On Tuesday, Chinese Minister of Foreign Affairs Yang Jiechi told a press conference that “Gao Zhisheng has been sentenced for committing the crime of subverting state power.” Apart from a few officials working for those departments of the state that handle kidnapping, beating and torturing dissidents, and a few others who are a part of China’s joke of a judicial system, no one had known even that much about Gao.
“His relevant rights based on [Chinese] law have been protected, so the question of torture does not exist,” added Yang.
Yang couldn’t have put it better. In China, where judicially protected rights yield when the dictators want them to, one can be sure that Yang is as good as his word when he says that Gao’s rights weren’t violated.
Telling the Western powers that their question “does not exist” doesn’t work for all dictators–if you’re ever hanging out in hell, just ask Saddam Hussein.
But China finances the operations of our government. Moreover, during the 1990s, when Secretary of State Hillary Clinton’s husband was president, the so-called “Chinagate” campaign finance scandal showed the dictators not to be above greasing the palms of American politicians and political party leaders.
When you’ve got that kind of influence, you can tell American politicians whatever you want.
Being such good fellows, Yang and his dictatorial buddies have not contacted Gao’s wife, Geng He, or their two children with disturbing information about his whereabouts. They’re far away, having moved to the United States for their own safety. Although Geng said on Wednesday that she’d heard nothing from him, the considerate dictators probably reasoned that knowing too much about Gao’s detention might upset her.

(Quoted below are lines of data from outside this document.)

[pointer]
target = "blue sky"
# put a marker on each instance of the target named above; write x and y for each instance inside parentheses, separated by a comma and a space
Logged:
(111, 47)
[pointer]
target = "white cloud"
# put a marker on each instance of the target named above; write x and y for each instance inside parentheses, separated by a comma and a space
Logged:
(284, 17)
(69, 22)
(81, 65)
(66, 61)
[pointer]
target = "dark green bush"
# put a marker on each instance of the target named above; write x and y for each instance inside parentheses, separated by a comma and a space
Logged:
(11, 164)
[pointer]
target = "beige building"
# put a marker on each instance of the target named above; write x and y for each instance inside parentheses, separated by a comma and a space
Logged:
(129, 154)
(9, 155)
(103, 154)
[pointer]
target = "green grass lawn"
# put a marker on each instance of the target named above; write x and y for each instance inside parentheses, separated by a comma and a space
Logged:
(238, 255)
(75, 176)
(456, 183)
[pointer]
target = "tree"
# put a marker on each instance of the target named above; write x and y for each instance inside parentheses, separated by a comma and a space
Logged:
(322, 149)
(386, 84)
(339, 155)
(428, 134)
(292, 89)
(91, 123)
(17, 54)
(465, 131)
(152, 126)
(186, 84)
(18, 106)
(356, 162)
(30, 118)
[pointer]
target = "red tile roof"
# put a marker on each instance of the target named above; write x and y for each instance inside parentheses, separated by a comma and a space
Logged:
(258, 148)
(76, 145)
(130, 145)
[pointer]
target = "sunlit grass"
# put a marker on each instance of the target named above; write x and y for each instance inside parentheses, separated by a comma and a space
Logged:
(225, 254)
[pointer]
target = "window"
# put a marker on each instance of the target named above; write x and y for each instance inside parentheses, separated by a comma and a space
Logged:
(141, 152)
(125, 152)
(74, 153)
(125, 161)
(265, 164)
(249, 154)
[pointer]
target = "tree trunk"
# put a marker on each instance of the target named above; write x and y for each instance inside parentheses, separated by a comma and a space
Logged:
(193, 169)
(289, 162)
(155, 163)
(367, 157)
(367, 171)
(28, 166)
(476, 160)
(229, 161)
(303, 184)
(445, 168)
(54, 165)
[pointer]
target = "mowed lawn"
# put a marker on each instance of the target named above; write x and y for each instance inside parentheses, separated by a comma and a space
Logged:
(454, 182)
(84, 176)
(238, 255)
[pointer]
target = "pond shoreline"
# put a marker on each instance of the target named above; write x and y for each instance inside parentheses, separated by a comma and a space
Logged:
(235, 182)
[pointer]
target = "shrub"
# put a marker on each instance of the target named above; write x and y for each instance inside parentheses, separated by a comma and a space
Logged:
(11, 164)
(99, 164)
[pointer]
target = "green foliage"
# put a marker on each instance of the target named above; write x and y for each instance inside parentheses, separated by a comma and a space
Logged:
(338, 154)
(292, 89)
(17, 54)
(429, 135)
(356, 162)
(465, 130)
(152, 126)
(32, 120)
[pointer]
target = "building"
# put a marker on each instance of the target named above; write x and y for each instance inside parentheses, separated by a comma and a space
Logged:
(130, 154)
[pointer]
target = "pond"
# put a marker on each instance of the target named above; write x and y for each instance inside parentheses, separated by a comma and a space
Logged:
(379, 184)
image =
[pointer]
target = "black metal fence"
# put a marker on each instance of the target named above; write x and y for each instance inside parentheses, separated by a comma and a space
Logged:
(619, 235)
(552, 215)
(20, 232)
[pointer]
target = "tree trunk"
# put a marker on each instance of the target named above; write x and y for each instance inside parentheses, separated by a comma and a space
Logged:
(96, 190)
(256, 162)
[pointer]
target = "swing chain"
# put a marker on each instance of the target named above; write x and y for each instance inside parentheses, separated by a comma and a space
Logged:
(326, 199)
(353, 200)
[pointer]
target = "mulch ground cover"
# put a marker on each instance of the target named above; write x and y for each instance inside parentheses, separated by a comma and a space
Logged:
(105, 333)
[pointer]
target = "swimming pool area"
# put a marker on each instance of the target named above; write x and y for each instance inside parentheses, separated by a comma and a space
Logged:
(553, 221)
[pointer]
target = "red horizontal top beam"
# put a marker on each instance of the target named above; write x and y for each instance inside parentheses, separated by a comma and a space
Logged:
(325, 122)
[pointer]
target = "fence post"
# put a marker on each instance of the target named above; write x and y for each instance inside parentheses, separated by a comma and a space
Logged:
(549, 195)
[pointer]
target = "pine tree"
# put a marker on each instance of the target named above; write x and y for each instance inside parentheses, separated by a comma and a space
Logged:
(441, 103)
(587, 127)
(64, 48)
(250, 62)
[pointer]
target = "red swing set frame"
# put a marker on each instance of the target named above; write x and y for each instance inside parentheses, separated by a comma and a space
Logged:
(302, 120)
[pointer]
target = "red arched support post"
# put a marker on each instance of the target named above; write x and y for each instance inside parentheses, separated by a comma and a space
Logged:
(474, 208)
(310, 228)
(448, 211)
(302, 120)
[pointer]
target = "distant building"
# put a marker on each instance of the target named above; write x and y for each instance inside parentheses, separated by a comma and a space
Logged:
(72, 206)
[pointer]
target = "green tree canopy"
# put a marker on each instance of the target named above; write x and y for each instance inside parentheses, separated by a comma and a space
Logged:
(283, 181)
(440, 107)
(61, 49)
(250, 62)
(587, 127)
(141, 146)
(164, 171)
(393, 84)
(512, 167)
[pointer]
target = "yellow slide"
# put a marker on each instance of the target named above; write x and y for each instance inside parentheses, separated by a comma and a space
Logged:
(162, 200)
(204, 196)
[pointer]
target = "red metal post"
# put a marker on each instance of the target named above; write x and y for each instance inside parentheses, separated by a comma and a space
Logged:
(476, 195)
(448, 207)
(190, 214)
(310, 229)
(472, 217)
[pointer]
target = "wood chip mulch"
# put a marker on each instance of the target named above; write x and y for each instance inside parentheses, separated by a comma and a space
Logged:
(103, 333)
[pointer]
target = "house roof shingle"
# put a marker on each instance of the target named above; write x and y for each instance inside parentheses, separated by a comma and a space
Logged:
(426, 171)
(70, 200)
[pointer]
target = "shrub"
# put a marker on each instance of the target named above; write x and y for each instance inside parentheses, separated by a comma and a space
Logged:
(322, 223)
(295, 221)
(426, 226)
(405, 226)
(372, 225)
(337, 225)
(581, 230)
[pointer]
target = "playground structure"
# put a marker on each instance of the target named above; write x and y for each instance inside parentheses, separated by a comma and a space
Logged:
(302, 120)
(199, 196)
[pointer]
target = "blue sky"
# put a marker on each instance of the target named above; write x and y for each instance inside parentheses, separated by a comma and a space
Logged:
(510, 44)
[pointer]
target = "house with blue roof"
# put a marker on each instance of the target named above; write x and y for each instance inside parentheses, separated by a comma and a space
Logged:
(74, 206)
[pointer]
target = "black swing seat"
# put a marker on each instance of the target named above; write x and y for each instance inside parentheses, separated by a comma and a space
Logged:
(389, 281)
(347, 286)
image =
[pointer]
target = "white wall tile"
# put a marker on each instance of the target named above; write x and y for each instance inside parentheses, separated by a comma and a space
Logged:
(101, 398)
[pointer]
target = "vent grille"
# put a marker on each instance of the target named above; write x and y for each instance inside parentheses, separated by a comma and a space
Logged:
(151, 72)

They did permit Gao to telephone his brother, who told a British Broadcasting Company reporter that Gao was “fine.” Gao’s brother, however, was not fine with talking to the reporter for any length of time. “Please go home soon, don’t stay for too long,” he said, “because if the local authority finds out, it won’t be nice.”
In Iraq, Afghanistan, and other countries, the US government has seen fit to use dictators’ mistreatment of their subjects as a pretext for war. In a nuclear-armed country like North Korea, the US government has seen fit to use locals’ mistreatment as the basis for lots of toothless jawboning about human rights. But America’s nuclear-armed creditor China can influence American officials in many ways–including by leaning on the greed-driven American companies that have patriotically invested their American-made profits in the People’s Republic–so the United States approaches human rights issues timidly.
If American officials don’t enjoy openly discussing Chinese abuses, American companies seem positively happy to do business in a place where the only rights enforceable when the chips are down belong to dictators.
Google’s logo has a range of colors to it, but the world will find out its managers’ true colors when the company decides in the near future whether to stay in China and resume censoring its searches or to leave and forfeit profits.
Google’s willingness to censor at the Chinese government’s behest was far more typical of American business behavior than its more recent hesitation to continue doing so.
In any case, returns to foreign capital in China are boosted by the trampling of a wide variety of human rights other than speech rights.
Profits come first for everyone involved. They would be harder to make if Chinese dissidents and human rights lawyers had their way.
It’s a lot easier to smile, nod and agree with Yang and other Chinese leaders that the extent to which the Chinese government abuses locals is of local concern.